Getzin, S., Wiegand, K., & Schöning, I. (2011). Assessing biodiversity in forests using very high-resolution images and unmanned aerial vehicles. Methods in Ecology and Evolution, 3(2), 397-404. doi:10.1111/j.2041-210X.2011.00158.x.


Cite as: http://hdl.handle.net/11858/00-001M-0000-000E-DBA3-7
Abstract
1. Structural diversity and niche differences within habitats are important for stabilizing species coexistence. However, land-use change leading to environmental homogenization is a major cause for the dramatic decline of biodiversity under global change.

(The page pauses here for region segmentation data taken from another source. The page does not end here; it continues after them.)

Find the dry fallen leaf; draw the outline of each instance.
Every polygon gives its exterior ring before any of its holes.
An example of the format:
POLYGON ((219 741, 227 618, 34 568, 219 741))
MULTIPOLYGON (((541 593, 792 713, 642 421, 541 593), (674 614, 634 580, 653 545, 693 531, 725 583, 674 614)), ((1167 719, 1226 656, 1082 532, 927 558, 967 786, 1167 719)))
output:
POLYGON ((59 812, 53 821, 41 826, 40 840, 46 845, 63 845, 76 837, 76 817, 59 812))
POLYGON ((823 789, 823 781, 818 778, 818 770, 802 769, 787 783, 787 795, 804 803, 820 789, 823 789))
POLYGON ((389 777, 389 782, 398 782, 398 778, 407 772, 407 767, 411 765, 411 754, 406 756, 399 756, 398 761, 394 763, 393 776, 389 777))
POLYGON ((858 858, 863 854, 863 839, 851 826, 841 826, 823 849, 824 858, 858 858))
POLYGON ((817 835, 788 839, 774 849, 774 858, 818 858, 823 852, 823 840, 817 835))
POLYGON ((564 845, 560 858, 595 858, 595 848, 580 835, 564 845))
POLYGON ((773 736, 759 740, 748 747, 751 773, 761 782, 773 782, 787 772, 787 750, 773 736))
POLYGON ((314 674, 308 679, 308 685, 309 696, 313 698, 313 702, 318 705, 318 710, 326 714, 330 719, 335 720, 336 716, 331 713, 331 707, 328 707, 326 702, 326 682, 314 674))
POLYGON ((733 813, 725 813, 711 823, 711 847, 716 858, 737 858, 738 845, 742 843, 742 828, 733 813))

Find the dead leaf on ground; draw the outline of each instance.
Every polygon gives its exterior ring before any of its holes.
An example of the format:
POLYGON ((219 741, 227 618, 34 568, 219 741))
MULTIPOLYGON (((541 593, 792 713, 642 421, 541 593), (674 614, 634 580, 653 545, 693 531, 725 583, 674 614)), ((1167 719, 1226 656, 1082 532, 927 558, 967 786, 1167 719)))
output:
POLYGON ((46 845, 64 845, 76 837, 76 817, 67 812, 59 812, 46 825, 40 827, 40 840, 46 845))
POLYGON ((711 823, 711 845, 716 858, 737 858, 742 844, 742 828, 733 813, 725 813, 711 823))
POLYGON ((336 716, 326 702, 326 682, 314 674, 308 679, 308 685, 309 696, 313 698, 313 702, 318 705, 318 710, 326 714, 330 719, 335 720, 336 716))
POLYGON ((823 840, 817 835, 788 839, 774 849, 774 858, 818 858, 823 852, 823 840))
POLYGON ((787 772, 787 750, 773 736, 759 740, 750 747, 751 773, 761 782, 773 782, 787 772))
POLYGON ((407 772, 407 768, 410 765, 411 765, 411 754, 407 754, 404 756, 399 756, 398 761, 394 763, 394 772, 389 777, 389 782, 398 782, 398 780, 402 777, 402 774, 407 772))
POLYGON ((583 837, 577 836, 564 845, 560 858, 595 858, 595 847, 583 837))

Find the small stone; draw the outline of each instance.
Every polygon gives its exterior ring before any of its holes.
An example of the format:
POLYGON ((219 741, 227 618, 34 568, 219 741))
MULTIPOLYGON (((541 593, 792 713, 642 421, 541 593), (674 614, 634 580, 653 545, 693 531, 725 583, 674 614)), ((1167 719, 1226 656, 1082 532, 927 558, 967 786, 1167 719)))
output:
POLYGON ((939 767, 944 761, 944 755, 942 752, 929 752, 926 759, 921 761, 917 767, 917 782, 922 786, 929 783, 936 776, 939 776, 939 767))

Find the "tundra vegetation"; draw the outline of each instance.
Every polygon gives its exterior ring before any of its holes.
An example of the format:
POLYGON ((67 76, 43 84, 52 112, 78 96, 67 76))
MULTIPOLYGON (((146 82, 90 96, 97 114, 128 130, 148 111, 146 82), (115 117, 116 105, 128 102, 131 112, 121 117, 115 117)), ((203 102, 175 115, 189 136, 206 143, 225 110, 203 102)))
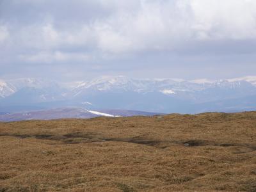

The difficulty in assessing large-scale biodiversity losses urgently requires new technological advances to evaluate land-use impact on diversity timely and efficiently across space. 2. While cost-effective aerial images have been suggested for potential biodiversity assessments in forests, correlation of canopy object variables such as gaps with plant or animal diversity has so far not been demonstrated using these images. 3. Here, we show that aerial images of canopy gaps can be used to assess floristic biodiversity of the forest understorey. This approach is made possible because we employed cutting-edge unmanned aerial vehicles and very high-resolution images (7 cm pixel−1) of the canopy properties. We demonstrate that detailed, spatially implicit information on gap shape metrics is sufficient to reveal strong dependency between disturbance patterns and plant diversity (R2 up to 0·74). This is feasible because opposing disturbance patterns such as aggregated and dispersed tree retention directly correspond to different functional and dispersal traits of species and ultimately to different species diversities. 4. Our findings can be used as a coarse-filter approach to conservation in forests wherever light strongly limits regeneration and biodiversity.